Come hanno insegnato nel recente passato Agassi e Sampras (non due a caso,
due che hanno vinto anche da “vecchi”), è spesso necessario un cambio
di rotta, porsi degli obiettivi concreti, metter mano alle proprie certezze
per sparare qualche colpo nuovo, che rafforzi i punti di forza, copra
nuove incipienti debolezze, faccia riprendere il massimo della propria
fiducia. Una discontinuità che in Federer non si vede. E che reputo assolutamente
necessaria, da tempo. Il tempo corre, e questo benedetto-maledetto record
di Sampras è li come uno scoglio enorme. Può essere una opportunità, come
un tremendo ostacolo, tutto sta nel vedere come lo stesso Roger lo affronterà.
Anche in questo caso, un coach vero, serio, lavoratore, può essergli vitale
nel superare questa prova.
La cosa “bizzarra” della situazione sta nelle dichiarazioni che Cahill
rilasciò non più di un anno a mezzo fa, dopo la rottura con Roche. Interpellato
dai cronisti su di un suo possibile legame con Roger, ironizzò con una
frase tipo “costo troppo per Roger”. Non che Roger abbia fama di taccagno,
quindi una sparata per uno uomo mite e schivo come Cahill, come se ci
fosse stato in passato qualche screzio, magari mai venuto a galla pienamente.
Superato questo iniziale scoglio, direi che il legame potrebbe esser molto
fruttoso, a differenza delle premesse con Higueras, che poi si sono rivelate
totalemte (purtroppo per Roger) fondate. Cahill era un maestro nel gioco
di volo (cosa in cui Roger è carente, non come tecnica quando come approccio
fisico alla rete, e mentale sul suo utilizzo); inoltre Cahill era bravissimo
nel governare i tempi di gioco e le situazioni, cosa che ha migliorato
sia in Agassi che in Hewitt, soprattutto.

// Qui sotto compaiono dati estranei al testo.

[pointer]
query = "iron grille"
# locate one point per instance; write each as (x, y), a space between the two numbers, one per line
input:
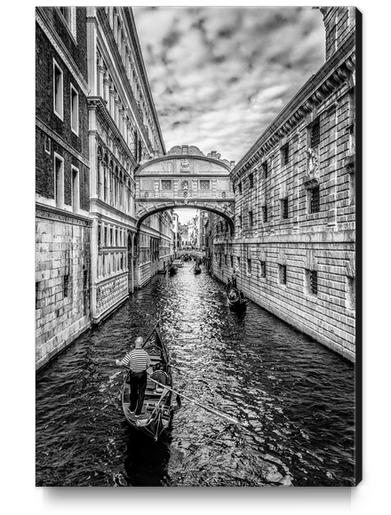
(284, 208)
(315, 134)
(283, 274)
(285, 154)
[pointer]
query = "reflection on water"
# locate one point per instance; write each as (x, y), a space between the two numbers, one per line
(293, 398)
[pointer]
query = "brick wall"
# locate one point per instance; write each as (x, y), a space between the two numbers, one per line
(61, 282)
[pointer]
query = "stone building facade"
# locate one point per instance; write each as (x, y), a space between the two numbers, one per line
(123, 131)
(62, 180)
(294, 245)
(95, 123)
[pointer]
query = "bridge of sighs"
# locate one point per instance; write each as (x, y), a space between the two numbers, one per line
(185, 177)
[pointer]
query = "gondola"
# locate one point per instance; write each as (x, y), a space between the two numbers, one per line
(235, 300)
(159, 405)
(172, 270)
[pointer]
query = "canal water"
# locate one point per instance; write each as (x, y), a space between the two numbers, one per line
(292, 396)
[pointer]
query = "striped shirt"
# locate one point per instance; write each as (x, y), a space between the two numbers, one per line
(137, 360)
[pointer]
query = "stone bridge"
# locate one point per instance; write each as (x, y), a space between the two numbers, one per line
(185, 177)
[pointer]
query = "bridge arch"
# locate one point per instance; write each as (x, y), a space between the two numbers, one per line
(225, 214)
(185, 177)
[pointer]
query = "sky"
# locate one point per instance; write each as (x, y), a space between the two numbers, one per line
(220, 75)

Il buon Lleyton infatti è passato alla storia per la sua grinta e la sua
capacità di lottare, ma invece era anche uno dei migliori tattici del
gioco, quando era al suo top, riuscendo molto spesso a fare la cosa giusta
al momento giusto. E proprio in quello di vede il buon coach. E proprio
in quello è spesso mancato Roger, che ha cercato (come sempre) nelle sue
ultime, brucianti, sconfitte di imporre il suo solito magistrale tennis
d’anticipo; che però è diventato non sufficiente a superare gli ostacoli.
Risultato: sconfitte, dure, brucianti, che forse con una diversa e migliore
gestione del match potevano essere evitate. Quindi? Un buon coach, potrebbe
essere la medicina per Roger, quella molla che scatta, con nuove routine
di lavoro, affinamenti, nuovo entusiasmo. Le premesse per un matrimonio
felice ci potrebbero essere. Fantasia o realtà? A brevissimo Roger tornerà
in campo a Indian Wells. Chissà che ad accompagnarlo, oltre all’onnipresente
Mirka, non ci sia anche quel serio e pacato aussie, con il suo bagaglio
di esperienza e di saggezza tennistica.